Comme attrapé à la gorge par la culpabilité, Jeshi doute de chacun de ses choix. “Think I’m getting sick of late nights/Sick of tryna sleep close the blinds from the light/Sick of seeing colors every time I close my eyes/Sick of things going wrong and never going right” s’entête-t-il à penser dans le titre d’ouverture Sick. Cette maladie qui le frappe est un sortilège lancé par chaque paramètres hétérogènes qui composent la métropole, et de son attitude létale, il en paye le prix cher. A tel point qu’il se laisse mourir aussi bien intellectuellement parlant que sur le plan motrice dans Killing me slowly; “Head blow like balloons/Why don’t you let me down slowly?”. Ces empilements de pensées parasitaires, il les développe la nuit, un terrain de jeu idéal qu’il a su apprivoiser. Parce qu’il est sujet à des insomnies, le terme se voit dispersé tout au long du disque aux côtés de réflexions troglodytes. Seul le bleu de la nuit lui paraît familier, souvent en oxymore avec les lumières des lampadaires qui se reflètent sur l’asphalte glacé des quartiers périphériques.
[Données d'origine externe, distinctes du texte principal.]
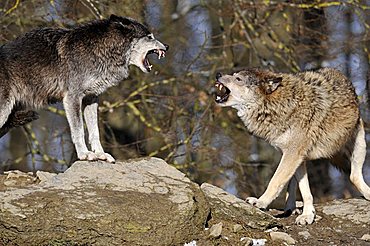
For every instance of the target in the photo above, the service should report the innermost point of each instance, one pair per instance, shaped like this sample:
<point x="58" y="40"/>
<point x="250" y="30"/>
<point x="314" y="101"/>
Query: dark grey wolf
<point x="73" y="66"/>
<point x="308" y="115"/>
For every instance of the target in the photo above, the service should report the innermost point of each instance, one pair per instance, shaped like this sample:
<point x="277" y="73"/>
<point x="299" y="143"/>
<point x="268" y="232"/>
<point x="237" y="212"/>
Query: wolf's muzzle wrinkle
<point x="160" y="52"/>
<point x="222" y="92"/>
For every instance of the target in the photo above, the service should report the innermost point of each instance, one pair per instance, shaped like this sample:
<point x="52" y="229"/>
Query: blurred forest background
<point x="170" y="112"/>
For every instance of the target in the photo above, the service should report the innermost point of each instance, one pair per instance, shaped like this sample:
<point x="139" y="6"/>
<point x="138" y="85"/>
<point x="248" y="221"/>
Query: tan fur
<point x="308" y="115"/>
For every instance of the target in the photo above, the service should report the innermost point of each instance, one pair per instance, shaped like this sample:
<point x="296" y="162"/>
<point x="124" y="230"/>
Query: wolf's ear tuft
<point x="121" y="20"/>
<point x="271" y="84"/>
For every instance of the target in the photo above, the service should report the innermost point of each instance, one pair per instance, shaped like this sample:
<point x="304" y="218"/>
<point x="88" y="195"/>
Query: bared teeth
<point x="161" y="54"/>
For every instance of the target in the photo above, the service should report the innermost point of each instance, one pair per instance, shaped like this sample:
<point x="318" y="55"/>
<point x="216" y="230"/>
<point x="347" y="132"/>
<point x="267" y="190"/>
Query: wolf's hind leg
<point x="285" y="171"/>
<point x="6" y="106"/>
<point x="72" y="106"/>
<point x="357" y="161"/>
<point x="290" y="199"/>
<point x="91" y="119"/>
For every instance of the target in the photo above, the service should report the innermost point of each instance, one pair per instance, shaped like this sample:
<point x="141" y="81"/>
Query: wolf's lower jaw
<point x="91" y="156"/>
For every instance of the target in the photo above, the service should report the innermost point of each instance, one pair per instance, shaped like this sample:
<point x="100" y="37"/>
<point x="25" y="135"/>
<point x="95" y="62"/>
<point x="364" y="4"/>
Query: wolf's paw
<point x="256" y="202"/>
<point x="305" y="219"/>
<point x="91" y="156"/>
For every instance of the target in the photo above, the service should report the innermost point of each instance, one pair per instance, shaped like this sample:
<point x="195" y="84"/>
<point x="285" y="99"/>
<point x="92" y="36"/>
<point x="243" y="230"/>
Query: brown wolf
<point x="74" y="66"/>
<point x="308" y="115"/>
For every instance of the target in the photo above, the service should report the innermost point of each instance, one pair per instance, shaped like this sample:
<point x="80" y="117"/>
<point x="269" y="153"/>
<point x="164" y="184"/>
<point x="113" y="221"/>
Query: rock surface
<point x="137" y="202"/>
<point x="225" y="206"/>
<point x="142" y="202"/>
<point x="148" y="202"/>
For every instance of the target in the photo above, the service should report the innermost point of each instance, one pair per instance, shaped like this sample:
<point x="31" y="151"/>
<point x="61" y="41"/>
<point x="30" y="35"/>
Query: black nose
<point x="218" y="75"/>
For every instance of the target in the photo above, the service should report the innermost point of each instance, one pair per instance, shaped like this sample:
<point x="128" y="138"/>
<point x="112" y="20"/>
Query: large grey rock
<point x="141" y="202"/>
<point x="228" y="207"/>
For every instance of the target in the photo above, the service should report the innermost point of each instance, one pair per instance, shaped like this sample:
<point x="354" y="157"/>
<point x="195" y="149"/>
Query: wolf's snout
<point x="222" y="92"/>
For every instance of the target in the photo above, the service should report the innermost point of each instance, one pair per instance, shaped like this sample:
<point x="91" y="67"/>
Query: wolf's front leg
<point x="90" y="104"/>
<point x="308" y="214"/>
<point x="285" y="171"/>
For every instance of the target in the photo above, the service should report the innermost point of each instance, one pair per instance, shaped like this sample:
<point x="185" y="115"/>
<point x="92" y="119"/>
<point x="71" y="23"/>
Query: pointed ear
<point x="271" y="84"/>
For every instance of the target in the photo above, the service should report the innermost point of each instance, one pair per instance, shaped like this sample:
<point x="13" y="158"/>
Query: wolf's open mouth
<point x="222" y="92"/>
<point x="146" y="63"/>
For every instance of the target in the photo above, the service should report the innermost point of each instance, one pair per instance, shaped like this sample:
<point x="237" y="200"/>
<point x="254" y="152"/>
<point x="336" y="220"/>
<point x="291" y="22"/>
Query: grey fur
<point x="308" y="116"/>
<point x="74" y="66"/>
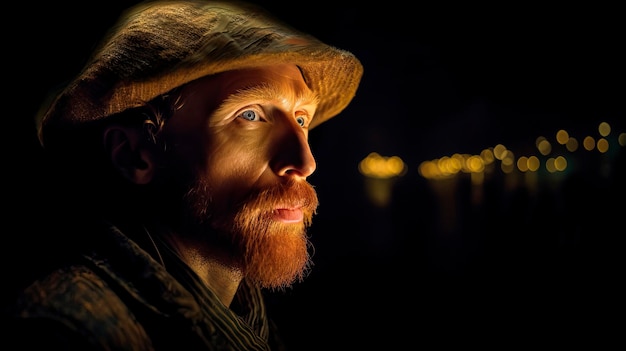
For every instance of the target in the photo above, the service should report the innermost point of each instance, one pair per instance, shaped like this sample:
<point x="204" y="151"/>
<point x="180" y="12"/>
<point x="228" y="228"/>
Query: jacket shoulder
<point x="74" y="302"/>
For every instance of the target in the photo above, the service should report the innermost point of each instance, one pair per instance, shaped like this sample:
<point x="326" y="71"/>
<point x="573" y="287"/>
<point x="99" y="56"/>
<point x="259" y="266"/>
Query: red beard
<point x="271" y="254"/>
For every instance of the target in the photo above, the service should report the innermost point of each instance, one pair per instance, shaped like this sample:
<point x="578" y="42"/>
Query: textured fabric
<point x="117" y="297"/>
<point x="160" y="45"/>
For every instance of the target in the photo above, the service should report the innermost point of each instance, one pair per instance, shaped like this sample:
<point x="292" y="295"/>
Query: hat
<point x="157" y="46"/>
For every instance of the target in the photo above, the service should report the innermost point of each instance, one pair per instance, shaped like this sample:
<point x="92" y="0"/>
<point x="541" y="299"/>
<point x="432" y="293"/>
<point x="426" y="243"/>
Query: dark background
<point x="518" y="268"/>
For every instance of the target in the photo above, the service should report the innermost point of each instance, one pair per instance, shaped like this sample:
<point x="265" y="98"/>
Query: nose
<point x="293" y="156"/>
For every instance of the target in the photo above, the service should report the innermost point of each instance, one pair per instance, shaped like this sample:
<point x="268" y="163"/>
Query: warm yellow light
<point x="377" y="166"/>
<point x="550" y="165"/>
<point x="560" y="163"/>
<point x="621" y="139"/>
<point x="562" y="136"/>
<point x="533" y="163"/>
<point x="572" y="144"/>
<point x="522" y="163"/>
<point x="589" y="143"/>
<point x="602" y="145"/>
<point x="488" y="157"/>
<point x="604" y="129"/>
<point x="544" y="147"/>
<point x="475" y="164"/>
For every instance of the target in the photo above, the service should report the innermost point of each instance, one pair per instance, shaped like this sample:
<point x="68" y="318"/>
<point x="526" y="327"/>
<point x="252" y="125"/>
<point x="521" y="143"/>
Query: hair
<point x="80" y="170"/>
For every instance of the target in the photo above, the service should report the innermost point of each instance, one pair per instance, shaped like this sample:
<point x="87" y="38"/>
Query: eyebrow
<point x="267" y="92"/>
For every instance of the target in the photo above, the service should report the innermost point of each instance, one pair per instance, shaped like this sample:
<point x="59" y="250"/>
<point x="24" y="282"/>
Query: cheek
<point x="231" y="173"/>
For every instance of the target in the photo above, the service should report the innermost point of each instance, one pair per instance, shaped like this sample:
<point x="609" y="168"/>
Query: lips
<point x="288" y="215"/>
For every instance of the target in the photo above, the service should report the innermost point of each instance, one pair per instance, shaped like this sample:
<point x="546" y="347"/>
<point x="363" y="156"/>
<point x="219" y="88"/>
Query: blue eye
<point x="249" y="115"/>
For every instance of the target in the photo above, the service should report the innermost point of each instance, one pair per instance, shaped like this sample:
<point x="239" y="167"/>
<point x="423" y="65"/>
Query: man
<point x="181" y="154"/>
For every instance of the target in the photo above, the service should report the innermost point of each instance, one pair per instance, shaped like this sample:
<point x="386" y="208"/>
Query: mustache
<point x="290" y="194"/>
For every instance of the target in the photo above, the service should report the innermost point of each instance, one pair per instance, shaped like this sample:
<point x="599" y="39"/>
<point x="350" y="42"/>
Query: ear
<point x="129" y="153"/>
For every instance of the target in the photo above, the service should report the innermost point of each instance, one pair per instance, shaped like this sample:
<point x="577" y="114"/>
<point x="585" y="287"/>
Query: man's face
<point x="242" y="136"/>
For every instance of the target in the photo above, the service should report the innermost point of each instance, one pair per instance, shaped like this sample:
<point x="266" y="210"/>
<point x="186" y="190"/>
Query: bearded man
<point x="181" y="154"/>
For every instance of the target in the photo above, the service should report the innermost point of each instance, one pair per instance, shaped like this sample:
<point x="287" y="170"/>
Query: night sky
<point x="438" y="80"/>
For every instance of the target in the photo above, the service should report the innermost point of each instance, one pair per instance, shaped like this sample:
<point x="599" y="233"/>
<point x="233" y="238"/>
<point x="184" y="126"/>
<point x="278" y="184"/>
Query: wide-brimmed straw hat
<point x="160" y="45"/>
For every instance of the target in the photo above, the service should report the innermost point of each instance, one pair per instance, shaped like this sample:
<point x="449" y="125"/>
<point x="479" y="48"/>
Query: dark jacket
<point x="116" y="296"/>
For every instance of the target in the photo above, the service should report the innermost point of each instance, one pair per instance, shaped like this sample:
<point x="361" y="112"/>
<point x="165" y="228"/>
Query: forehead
<point x="225" y="83"/>
<point x="273" y="83"/>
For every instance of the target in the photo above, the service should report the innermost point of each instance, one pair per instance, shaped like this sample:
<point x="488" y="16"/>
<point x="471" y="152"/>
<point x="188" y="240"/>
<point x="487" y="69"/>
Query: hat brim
<point x="159" y="46"/>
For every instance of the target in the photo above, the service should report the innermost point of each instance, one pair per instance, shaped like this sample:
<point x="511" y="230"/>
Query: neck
<point x="220" y="274"/>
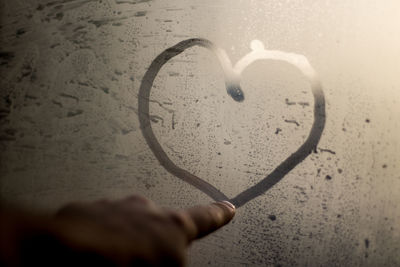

Tant de pensées moroses qui se condensent dans les écrits de Jeshi mais dont il réussit à dessiner une carte topologique de son environnement urbain. Il retrace les lieux, les espaces et se confronte aux acteurs de la ville qui rythment ses journées. Et le constat qui se révèle à la fin du disque se veut quelque peu fataliste. L’idée du titre de conclusion National Lottery, qui représente cet eldorado sur papier cartonné qui offrirait l’opulence à celui qui en gratte les vignettes, devient métaphore d’une vie guidée par les mains des dirigeants laissant les habitant au proie d’un hasard quotidien où tout peut basculer à chaque minute qui s’écoule. Un tel album met en exergue tous ces paramètres pour nous permettre d’y voir plus clair quand à la situation post-Brexit de l’Angleterre.